Dit artikel is gepubliceerd in Schild magazine, juni 2020
Tekst: dr. Romana Netea-Maier, internist-endocrinoloog, Radboudumc Nijmegen
De meest voorkomende oorzaak van een te traag werkende schildklier (hypothyreoïdie) of een te snelwerkende schildklier (hyperthyreoïdie) is een auto-immuunziekte. Het afweersysteem (immuunsysteem) beschermt het lichaam tegen mogelijke ziekteverwekkers, zoals bacteriën, virussen en schimmels. Het immuunsysteem herkent deze lichaamsvreemde indringers en zet zijn werk in gang om deze ziekteverwekkers te vernietigen en op te ruimen.

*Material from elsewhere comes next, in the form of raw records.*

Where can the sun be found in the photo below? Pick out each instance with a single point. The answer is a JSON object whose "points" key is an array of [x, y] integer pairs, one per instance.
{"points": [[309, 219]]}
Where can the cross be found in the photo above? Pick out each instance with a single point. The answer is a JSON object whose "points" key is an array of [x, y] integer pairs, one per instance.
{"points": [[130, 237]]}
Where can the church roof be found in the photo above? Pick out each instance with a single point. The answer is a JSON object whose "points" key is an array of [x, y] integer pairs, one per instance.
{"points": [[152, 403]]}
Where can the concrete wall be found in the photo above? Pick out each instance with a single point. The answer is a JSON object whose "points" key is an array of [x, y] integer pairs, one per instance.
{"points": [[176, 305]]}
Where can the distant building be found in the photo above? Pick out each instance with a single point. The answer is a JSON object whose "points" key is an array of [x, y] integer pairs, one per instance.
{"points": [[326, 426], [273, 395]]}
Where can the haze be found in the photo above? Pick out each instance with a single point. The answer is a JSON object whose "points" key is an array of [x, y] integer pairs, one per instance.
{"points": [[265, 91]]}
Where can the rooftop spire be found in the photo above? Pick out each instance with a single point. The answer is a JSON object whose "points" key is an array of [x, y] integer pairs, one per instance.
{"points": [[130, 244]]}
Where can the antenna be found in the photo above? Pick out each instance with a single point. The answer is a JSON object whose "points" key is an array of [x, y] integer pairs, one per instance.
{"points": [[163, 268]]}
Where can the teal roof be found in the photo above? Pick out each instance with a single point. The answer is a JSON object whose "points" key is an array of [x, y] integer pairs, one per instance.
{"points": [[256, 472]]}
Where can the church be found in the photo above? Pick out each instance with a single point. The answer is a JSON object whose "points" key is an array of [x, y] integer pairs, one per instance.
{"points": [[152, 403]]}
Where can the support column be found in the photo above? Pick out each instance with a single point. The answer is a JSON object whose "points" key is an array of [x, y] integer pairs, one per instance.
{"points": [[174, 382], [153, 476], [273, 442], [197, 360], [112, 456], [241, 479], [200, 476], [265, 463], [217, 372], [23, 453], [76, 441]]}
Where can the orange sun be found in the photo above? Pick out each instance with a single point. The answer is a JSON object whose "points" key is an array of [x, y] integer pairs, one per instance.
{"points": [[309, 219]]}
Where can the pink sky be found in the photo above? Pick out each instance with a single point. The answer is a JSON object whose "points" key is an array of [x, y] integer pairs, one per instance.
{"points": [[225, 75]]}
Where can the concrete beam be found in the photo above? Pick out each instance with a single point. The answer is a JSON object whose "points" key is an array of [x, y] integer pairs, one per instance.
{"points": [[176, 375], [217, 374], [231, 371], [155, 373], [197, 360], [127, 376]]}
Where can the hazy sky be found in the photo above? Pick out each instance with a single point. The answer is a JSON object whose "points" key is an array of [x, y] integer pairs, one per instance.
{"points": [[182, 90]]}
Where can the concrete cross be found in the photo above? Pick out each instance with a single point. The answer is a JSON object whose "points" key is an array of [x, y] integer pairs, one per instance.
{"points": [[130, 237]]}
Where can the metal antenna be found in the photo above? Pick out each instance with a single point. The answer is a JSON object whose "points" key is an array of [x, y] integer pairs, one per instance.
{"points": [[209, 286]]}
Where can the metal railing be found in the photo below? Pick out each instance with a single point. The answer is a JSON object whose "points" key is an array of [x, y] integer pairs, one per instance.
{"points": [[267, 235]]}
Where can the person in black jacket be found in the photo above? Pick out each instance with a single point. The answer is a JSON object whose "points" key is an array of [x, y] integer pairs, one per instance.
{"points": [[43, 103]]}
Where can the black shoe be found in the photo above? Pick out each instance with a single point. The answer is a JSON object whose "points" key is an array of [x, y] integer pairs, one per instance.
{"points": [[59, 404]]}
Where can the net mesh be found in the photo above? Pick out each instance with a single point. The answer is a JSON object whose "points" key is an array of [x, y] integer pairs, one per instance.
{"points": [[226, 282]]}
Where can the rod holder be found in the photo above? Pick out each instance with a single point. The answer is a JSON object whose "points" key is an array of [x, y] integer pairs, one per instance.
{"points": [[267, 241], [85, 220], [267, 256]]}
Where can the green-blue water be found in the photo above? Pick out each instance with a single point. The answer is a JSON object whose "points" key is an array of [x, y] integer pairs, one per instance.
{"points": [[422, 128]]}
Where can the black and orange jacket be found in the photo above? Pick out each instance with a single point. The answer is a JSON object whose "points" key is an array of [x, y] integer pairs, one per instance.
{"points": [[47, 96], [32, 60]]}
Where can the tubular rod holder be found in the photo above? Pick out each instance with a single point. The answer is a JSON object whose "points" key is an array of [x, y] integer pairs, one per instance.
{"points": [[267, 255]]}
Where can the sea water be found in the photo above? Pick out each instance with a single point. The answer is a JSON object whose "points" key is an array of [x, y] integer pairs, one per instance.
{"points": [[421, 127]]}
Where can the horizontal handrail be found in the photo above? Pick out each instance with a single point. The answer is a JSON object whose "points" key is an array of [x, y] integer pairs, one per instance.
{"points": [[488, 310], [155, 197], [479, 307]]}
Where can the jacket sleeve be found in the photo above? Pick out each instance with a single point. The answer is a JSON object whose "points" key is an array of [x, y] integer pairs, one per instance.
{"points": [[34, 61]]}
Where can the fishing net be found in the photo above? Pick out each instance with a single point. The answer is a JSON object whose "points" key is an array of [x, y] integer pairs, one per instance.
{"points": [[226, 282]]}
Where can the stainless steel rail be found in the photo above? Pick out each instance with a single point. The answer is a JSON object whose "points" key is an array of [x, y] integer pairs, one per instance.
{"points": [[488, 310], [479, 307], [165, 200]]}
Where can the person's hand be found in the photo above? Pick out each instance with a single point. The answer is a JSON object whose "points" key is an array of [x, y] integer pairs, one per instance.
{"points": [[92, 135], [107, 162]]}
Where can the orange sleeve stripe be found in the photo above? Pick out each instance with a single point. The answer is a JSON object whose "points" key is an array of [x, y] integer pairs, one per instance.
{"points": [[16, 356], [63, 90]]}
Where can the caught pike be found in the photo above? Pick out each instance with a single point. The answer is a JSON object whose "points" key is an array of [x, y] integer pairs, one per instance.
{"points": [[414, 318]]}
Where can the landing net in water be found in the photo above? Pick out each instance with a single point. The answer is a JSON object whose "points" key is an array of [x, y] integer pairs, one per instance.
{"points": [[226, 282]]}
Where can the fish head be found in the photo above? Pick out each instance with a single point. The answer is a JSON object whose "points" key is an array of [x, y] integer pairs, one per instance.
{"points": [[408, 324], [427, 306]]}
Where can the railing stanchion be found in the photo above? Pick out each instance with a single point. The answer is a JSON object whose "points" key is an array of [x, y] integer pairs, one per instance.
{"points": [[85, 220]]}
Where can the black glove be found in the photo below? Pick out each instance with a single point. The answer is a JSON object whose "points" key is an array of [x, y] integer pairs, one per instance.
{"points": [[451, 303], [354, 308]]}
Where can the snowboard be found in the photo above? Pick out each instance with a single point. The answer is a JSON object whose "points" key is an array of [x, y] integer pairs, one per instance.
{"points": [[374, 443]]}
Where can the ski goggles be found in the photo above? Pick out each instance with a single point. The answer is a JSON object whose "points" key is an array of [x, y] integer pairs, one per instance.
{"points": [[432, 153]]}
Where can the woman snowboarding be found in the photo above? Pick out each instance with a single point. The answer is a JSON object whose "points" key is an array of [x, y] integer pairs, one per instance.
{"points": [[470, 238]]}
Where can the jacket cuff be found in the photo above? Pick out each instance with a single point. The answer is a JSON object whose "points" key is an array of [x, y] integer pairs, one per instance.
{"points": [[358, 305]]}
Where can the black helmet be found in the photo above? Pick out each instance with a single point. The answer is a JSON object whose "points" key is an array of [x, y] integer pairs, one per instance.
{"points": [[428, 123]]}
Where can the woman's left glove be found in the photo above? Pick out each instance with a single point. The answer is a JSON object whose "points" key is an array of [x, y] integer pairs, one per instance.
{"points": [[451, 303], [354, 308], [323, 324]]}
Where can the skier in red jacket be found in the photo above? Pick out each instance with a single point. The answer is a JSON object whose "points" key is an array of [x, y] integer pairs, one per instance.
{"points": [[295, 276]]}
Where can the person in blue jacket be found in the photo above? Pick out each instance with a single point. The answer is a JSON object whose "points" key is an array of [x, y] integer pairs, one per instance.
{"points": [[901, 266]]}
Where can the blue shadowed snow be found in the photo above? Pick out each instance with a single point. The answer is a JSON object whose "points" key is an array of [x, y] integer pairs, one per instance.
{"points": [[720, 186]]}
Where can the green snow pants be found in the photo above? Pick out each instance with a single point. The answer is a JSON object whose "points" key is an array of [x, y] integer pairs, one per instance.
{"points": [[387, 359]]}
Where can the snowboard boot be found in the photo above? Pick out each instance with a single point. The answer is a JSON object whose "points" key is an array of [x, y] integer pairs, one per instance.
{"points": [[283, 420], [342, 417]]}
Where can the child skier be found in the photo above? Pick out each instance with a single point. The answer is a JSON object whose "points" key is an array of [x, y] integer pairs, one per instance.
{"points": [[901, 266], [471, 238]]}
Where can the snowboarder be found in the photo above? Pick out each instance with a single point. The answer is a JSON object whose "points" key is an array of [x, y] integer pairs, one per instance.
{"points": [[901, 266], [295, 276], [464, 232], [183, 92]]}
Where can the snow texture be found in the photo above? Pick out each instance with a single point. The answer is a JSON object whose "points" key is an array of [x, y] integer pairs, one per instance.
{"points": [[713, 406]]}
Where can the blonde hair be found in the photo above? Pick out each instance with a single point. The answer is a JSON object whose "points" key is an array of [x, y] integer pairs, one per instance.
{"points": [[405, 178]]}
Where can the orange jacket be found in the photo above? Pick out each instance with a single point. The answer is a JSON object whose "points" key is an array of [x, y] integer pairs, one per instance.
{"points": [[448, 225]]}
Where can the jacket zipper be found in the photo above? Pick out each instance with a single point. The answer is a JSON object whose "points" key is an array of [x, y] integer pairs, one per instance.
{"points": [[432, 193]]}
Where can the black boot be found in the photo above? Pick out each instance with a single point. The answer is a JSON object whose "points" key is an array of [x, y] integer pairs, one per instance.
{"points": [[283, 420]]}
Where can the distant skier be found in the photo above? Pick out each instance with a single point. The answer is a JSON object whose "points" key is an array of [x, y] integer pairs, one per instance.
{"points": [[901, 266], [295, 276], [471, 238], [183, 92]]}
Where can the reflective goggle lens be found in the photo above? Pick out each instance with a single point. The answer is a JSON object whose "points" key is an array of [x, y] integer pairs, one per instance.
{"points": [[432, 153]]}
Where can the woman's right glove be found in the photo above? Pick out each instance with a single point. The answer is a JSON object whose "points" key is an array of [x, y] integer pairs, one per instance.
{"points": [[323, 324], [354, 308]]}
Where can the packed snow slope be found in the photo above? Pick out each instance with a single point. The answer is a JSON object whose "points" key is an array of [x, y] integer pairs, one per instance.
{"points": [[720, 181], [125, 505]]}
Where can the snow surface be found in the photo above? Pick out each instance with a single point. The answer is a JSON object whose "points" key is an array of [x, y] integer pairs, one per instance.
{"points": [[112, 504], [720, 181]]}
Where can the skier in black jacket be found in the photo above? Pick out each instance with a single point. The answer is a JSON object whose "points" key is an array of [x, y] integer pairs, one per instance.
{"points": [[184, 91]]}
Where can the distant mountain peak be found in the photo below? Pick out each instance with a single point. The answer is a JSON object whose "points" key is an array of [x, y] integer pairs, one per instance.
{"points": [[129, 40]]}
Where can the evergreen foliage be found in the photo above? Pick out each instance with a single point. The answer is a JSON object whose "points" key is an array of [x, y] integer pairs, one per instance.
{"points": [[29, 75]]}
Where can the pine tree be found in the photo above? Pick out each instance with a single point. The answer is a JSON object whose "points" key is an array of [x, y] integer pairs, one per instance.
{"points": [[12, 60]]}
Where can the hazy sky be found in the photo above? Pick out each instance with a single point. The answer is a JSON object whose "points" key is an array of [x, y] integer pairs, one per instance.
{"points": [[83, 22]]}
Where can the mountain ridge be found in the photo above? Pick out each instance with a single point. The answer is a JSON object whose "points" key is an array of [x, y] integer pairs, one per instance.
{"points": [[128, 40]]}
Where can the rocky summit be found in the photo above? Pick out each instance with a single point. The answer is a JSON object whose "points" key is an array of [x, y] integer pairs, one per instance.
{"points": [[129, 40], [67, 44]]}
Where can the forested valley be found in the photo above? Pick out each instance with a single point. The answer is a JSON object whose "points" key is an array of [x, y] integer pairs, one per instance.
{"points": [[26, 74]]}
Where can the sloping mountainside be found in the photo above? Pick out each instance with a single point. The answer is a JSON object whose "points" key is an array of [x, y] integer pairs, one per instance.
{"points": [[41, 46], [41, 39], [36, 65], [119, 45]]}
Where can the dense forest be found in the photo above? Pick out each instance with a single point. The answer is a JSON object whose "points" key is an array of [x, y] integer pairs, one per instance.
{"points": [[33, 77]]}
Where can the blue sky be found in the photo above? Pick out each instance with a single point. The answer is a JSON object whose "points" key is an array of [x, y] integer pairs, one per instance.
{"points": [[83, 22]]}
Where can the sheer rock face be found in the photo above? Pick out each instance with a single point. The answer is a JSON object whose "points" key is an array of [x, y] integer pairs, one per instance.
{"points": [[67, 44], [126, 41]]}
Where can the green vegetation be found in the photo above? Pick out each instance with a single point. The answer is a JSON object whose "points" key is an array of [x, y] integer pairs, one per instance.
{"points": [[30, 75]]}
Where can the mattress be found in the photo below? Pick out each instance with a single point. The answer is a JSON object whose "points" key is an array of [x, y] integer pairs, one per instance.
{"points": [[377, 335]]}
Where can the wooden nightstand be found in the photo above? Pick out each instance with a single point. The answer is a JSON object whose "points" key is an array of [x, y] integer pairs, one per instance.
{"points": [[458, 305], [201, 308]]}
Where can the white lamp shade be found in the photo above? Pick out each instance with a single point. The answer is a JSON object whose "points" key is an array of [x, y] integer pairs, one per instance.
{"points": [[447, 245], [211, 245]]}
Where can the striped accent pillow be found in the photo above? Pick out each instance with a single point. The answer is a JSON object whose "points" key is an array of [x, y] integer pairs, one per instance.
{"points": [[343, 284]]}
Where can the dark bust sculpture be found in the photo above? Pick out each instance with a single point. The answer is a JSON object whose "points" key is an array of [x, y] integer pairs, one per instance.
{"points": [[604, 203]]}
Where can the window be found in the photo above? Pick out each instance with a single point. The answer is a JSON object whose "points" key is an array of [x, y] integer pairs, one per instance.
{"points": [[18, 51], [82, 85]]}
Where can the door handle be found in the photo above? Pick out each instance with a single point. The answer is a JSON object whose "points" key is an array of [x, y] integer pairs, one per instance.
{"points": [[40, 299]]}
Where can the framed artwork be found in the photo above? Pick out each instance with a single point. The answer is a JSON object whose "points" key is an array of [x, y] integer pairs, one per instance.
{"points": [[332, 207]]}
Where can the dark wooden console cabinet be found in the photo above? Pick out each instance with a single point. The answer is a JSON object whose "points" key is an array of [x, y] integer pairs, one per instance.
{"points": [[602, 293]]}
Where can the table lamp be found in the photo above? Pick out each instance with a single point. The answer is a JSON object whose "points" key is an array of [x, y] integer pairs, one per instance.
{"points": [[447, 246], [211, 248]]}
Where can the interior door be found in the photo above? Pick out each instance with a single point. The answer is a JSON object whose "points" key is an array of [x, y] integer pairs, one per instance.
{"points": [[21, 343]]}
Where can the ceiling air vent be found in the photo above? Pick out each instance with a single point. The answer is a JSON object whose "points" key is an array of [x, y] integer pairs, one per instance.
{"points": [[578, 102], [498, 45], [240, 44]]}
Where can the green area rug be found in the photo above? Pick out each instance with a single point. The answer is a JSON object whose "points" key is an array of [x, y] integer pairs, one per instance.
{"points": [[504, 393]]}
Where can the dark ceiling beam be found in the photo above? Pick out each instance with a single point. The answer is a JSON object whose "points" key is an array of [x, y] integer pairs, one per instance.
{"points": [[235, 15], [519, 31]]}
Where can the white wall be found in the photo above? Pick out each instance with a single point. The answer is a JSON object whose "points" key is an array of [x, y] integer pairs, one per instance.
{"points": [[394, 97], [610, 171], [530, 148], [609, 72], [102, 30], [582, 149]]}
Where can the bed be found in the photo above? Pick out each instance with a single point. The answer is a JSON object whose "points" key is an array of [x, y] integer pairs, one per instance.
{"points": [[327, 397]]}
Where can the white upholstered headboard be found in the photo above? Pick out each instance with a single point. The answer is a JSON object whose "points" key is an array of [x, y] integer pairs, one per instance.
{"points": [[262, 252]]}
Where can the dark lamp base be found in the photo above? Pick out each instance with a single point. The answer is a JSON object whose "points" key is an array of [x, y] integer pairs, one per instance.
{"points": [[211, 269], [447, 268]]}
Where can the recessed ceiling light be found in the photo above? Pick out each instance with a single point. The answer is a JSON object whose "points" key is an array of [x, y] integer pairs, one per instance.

Ontstaan van auto-immuunziekten
Bij auto-immuunziekten werkt dit proces niet meer goed. Daardoor herkent het immuunsysteem bepaalde cellen niet meer als lichaamseigen en keert het zich tegen het eigen lichaam. Zo ontstaat er een ontstekingsreactie in de aangedane weefsels en organen, en worden lichaamseigen cellen beschadigd. Er ontstaat een zogenaamde autoimmuunziekte. Bekende voorbeelden van auto-immuunziekten zijn reuma (reumatoïde artritis), type 1- diabetes, de ziekte van Graves en de ziekte van Hashimoto.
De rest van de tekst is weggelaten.